My feeling is that it may be premature to declare what types of problems look tractable with respect to the polynomial method. For instance, the idea of using the polynomial method to attack the finite field Kakeya problem, while "obvious" in retrospect, was certainly a big shock to many of us working on the Kakeya problem at the time Dvir's argument came out.

In contrast, the question of getting a non-trivial Szemeredi-Trotter or sum-product theorem in finite fields, while closely related to the Kakeya problem (see e.g. my paper with Bourgain and Katz on this topic), has so far resisted all attempts at a polynomial method proof. But this could simply be because we haven't yet found the right way to generate the right sort of polynomials for this problem. Similarly, the capset problem of determining better bounds on $r_3(F_3^n)$ than what one can get from Fourier methods is one that at first looks very amenable to a polynomial method approach, but again there has been no progress on this front. (These are great problems to look at, by the way, if someone in this area is looking for a high-risk, high-reward task to add to their research projects.)

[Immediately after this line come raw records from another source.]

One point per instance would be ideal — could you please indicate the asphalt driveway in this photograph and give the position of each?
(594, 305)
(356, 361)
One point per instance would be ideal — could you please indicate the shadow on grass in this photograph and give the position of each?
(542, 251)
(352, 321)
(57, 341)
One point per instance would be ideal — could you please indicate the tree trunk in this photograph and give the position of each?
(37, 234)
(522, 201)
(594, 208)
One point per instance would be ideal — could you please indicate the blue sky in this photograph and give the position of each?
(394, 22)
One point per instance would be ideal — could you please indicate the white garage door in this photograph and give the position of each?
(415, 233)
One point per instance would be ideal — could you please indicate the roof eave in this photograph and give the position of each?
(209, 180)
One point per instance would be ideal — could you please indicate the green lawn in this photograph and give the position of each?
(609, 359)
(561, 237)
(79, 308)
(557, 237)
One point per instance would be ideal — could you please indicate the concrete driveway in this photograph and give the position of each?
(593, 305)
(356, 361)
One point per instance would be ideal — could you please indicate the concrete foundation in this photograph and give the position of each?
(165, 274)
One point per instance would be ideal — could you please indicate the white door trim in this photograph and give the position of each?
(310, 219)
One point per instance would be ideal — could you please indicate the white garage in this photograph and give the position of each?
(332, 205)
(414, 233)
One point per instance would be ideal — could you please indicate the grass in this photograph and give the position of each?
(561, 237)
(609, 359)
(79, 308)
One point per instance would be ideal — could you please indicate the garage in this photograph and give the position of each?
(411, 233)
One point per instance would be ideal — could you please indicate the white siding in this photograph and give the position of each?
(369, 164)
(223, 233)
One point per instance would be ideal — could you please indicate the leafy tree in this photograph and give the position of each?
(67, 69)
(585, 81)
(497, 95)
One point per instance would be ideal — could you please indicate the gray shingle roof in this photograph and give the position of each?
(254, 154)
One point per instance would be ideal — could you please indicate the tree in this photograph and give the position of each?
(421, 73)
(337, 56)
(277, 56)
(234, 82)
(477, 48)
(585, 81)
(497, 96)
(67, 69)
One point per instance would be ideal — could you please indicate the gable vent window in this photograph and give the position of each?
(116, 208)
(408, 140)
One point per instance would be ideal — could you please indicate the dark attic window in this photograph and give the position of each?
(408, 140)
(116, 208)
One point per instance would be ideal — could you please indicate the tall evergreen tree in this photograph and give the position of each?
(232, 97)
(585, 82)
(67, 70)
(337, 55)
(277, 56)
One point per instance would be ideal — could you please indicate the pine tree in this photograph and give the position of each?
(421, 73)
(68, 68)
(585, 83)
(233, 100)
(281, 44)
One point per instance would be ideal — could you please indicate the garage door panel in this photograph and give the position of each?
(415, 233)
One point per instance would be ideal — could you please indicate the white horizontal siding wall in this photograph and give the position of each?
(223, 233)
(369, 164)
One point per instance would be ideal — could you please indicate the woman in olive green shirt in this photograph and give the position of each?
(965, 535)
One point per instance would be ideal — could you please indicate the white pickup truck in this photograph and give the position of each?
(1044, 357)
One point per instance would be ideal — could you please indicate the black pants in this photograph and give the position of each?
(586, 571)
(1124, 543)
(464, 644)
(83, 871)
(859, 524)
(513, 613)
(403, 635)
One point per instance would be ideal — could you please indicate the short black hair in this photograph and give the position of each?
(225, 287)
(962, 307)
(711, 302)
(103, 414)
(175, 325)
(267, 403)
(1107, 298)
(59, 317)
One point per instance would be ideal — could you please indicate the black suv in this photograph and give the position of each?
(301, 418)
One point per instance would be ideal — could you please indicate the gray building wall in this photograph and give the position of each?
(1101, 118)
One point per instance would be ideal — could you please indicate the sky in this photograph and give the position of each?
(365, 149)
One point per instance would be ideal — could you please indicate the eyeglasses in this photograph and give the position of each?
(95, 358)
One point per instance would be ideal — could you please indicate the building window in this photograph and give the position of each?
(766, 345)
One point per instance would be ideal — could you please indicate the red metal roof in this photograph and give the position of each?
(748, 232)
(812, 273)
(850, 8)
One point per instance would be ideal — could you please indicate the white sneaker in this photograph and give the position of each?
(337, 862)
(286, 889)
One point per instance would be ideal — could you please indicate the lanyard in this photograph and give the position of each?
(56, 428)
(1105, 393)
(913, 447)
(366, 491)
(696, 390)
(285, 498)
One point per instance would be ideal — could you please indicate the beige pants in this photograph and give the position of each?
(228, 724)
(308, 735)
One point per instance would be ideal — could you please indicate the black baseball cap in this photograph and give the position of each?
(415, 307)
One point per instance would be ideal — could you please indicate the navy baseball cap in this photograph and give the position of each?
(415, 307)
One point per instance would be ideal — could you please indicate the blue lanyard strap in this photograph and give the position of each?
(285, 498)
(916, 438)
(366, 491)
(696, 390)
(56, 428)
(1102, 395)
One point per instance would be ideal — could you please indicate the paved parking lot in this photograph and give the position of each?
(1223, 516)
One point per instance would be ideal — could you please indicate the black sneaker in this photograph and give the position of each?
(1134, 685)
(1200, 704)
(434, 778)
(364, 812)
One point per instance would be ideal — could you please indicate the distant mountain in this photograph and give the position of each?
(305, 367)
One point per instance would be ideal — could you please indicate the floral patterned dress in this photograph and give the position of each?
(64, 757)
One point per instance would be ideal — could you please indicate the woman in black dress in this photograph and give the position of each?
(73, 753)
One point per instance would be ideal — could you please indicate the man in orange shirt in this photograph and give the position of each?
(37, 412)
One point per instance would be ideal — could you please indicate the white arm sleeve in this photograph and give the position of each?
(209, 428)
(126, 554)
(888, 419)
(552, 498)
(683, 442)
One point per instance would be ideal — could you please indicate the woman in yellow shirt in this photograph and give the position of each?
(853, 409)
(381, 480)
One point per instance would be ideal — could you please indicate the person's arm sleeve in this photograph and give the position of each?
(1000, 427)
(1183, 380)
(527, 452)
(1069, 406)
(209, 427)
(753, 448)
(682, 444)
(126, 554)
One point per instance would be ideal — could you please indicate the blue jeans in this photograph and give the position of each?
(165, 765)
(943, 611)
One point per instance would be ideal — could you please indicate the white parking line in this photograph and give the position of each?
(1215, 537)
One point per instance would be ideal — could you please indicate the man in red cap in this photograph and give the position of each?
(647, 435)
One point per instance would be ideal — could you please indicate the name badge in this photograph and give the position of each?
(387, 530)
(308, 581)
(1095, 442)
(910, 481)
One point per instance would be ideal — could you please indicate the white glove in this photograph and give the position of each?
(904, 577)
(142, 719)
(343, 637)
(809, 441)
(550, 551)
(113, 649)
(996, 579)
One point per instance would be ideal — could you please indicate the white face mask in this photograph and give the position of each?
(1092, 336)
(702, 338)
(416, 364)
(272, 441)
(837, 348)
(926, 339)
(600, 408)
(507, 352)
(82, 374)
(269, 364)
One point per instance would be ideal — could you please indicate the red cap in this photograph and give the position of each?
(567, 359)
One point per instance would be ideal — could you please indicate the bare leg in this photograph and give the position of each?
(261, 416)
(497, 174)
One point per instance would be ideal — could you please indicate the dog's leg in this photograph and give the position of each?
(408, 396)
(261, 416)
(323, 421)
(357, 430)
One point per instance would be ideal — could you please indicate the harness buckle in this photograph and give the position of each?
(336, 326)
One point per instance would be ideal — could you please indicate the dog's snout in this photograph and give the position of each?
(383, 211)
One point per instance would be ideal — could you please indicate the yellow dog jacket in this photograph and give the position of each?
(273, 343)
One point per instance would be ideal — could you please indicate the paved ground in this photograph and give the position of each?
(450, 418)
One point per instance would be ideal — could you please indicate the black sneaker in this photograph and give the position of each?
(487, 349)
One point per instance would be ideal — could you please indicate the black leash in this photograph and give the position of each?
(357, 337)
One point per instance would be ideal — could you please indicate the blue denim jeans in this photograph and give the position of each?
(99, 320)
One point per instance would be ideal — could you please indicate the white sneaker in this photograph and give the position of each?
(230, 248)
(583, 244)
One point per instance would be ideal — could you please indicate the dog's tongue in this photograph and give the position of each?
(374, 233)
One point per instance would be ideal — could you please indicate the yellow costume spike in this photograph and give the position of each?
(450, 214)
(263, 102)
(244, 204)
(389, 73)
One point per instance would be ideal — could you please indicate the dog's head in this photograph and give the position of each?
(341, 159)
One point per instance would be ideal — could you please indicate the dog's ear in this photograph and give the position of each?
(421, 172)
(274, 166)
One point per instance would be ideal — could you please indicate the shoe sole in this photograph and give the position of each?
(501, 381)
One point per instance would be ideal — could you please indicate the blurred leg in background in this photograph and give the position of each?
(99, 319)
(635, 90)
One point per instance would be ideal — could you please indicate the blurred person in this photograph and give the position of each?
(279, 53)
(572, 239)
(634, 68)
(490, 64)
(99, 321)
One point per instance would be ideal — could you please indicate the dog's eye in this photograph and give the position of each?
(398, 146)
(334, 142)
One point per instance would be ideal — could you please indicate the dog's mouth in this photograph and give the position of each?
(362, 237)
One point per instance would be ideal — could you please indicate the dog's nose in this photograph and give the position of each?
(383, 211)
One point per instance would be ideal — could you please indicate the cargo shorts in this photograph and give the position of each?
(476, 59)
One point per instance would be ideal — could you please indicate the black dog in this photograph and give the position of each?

What I would like to see more of in the future is more development of the somewhat vague idea of the "Zariski complexity" of various sets, by which I mean something like the least degree of a non-trivial polynomial which vanishes on that set. One can view the polynomial method as the strategy of comparing upper and lower bounds on the Zariski complexity of sets to obtain nontrivial combinatorial consequences. I have the vague feeling that ultimately, such notions of complexity should play as prominent a role in these sorts of combinatorial problems as existing notions of "size" for such sets, such as cardinality, dimension, or Fourier uniformity.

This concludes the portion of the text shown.